An offset correction generally is only needed when the estimated referencing offset exceeds the average fitting error by more than about five standard deviations. To apply the offset correction, a script applyOffsetCorrection.com included in the POMONA package can be used with a following syntax:

applyOffsetCorrection.com inCS.tab

The chemical shift outliers, especially those with highly unusual chemical shifts, for which secondary chemical shifts deviate from the expected range by more than 2 times of the normal range of secondary chemical shifts, may correspond to experimental errors, and need to be inspected carefully prior to using them. For example, as shown in the above example, the identified chemical shift outlier from residue 76 correspond to a C-terminal carboxylate instead of a backbone carbonyl.
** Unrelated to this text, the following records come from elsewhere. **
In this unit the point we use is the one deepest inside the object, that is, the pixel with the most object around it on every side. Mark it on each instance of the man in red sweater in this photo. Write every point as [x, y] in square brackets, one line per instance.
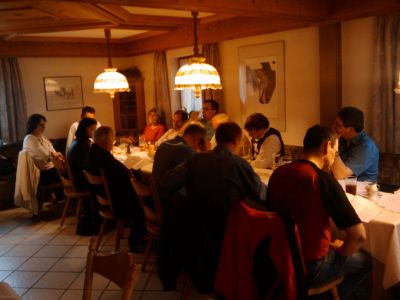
[308, 194]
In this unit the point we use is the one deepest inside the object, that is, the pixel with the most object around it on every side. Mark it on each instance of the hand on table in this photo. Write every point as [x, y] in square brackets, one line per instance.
[336, 244]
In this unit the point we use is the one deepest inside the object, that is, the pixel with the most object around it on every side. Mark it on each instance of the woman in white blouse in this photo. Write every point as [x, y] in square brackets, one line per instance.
[41, 151]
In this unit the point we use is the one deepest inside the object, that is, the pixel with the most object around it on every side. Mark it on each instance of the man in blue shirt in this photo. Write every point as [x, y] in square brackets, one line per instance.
[358, 153]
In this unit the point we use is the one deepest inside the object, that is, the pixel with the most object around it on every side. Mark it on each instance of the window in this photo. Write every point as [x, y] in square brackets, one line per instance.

²H isotope correction for ¹³C^α/¹³C^β chemical shifts (Maltsev et al. J.Biol.NMR, 2012, 54, 181-191) is also required for chemical shifts measured for per-deuterated protein samples. To do this, a script applyIsotopeCorrection2CACB.com included in the POMONA package can be used with a following syntax:

applyIsotopeCorrection2CACB.com inCS.tab

Note that scripts applyOffsetCorrection.com and applyIsotopeCorrection2CACB.com will apply corections to the orginal chemical shift input files, while the orginal input file is re-named with a .orig suffix.

CS-Rosetta has a default option (-offset) to check the referencing offset and apply the possible correction for the chemical shift input, as well as an option (-iso) to apply the ²H isotope correction on the fly. However, it is still recommended to users to properly prepare and carefully inspect their chemical shifts prior to using them as input to CS-Rosetta.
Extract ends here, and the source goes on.